Tanto per cominciare la donna etrusca godeva di una posizione sociale più forte di quella della donna romana e greca (Sul sito di Studia Rapido leggi anche La donna spartana). Lo possiamo constatare facendo un confronto tra l’onomastica romana e quella etrusca. Nell’onomastica romana al prenome (il nome personale, ad esempio Marcus), al nome gentilizio (cioè il nome della gens di appartenenza) e al cognome (una sorta di soprannome) si aggiungeva il patronimico, cioè il prenome del padre. Un esempio tipico è il seguente: Marcus (prenome), Tullius (nome gentilizio), Cicero (cognome), Marci filius (il patronimico, figlio di Marco). Nell’onomastica etrusca al patronimico veniva aggiunto anche il matronimico.

A scandalizzare i greci e i romani c’erano poi i comportamenti che la donna etrusca teneva in pubblico. Essa, alla pari degli uomini, era presente alle feste, ai giochi, alle danze, alle gare atletiche, ma soprattutto prendevano parte tutte, non solo le cortigiane, ai banchetti sdraiate accanto al marito o a un convitato (Aristotele afferma che «gli etruschi banchettano con le loro mogli, sdraiati sotto la stessa coperta»). Ce lo confermano i monumenti sepolcrali e gli affreschi in cui la donna etrusca compare accanto al suo sposo.

La donna etrusca - Sarcofago degli sposi, 520 a.C. Da Cerveteri, Museo Nazionale di Villa Gulia, Roma.
La donna etrusca – Sarcofago degli sposi, 520 a.C. Da Cerveteri, Museo Nazionale di Villa Giulia, Roma.

Il sarcofago degli sposi è uno degli esempi più famosi della scultura etrusca. Esso ritrae marito e moglie distesi, l’uno accanto all’altro, su un klinè, tipico letto da banchetto. I due coniugi sono ripresi in un atteggiamento affettuoso; questo elemento è sottolineato dal gesto del marito che cinge con un braccio le spalle della moglie, volto anche a sottolineare il legame paritario che li aveva uniti in vita: una posizione sociale assolutamente inconcepibile nella società greca e romana arcaica.
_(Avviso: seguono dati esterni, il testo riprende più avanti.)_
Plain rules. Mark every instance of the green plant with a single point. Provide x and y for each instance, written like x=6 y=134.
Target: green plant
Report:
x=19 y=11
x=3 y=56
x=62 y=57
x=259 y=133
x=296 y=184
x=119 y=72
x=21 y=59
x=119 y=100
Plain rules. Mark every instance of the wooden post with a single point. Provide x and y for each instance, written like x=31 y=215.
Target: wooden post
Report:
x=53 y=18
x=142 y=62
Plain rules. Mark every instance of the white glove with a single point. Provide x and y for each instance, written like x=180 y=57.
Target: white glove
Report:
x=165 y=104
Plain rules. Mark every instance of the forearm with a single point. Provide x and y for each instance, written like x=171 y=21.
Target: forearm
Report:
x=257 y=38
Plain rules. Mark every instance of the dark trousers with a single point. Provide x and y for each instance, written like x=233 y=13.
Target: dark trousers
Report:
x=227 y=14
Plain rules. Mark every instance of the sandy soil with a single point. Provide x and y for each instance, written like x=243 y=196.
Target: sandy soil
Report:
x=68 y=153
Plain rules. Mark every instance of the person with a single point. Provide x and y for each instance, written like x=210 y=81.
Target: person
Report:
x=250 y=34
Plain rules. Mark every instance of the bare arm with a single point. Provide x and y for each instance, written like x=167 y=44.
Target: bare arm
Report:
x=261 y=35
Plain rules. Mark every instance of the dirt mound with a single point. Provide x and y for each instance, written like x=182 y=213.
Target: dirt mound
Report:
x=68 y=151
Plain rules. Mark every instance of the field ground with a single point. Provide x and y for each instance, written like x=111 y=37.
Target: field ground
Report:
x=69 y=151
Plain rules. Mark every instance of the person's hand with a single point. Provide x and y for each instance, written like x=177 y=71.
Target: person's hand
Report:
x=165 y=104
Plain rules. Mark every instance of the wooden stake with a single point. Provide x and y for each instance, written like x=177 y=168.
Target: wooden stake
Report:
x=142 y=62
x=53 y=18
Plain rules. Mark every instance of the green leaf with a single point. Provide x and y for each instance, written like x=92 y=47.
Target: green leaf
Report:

La donna etrusca curava particolarmente il proprio aspetto. Ce lo confermano le pitture di molte tombe: la donna etrusca è raffigurata in pose eleganti e disinvolte, adorna di vesti preziose e di gioielli; nelle necropoli, inoltre, sono stati rinvenuti numerosissimi pettini, fibbie, gioielli, vasetti di creme, bottigliette di profumo, specchi di bronzo finemente lavorati.

In molti casi gli specchi ritrovati nelle sepolture femminili recano i nomi dei personaggi raffigurati e talvolta anche quello della proprietaria dell’oggetto. È presumibile allora che la donna etrusca, se non altro quelle appartenenti ai ceti elevati, fosse in grado di leggere.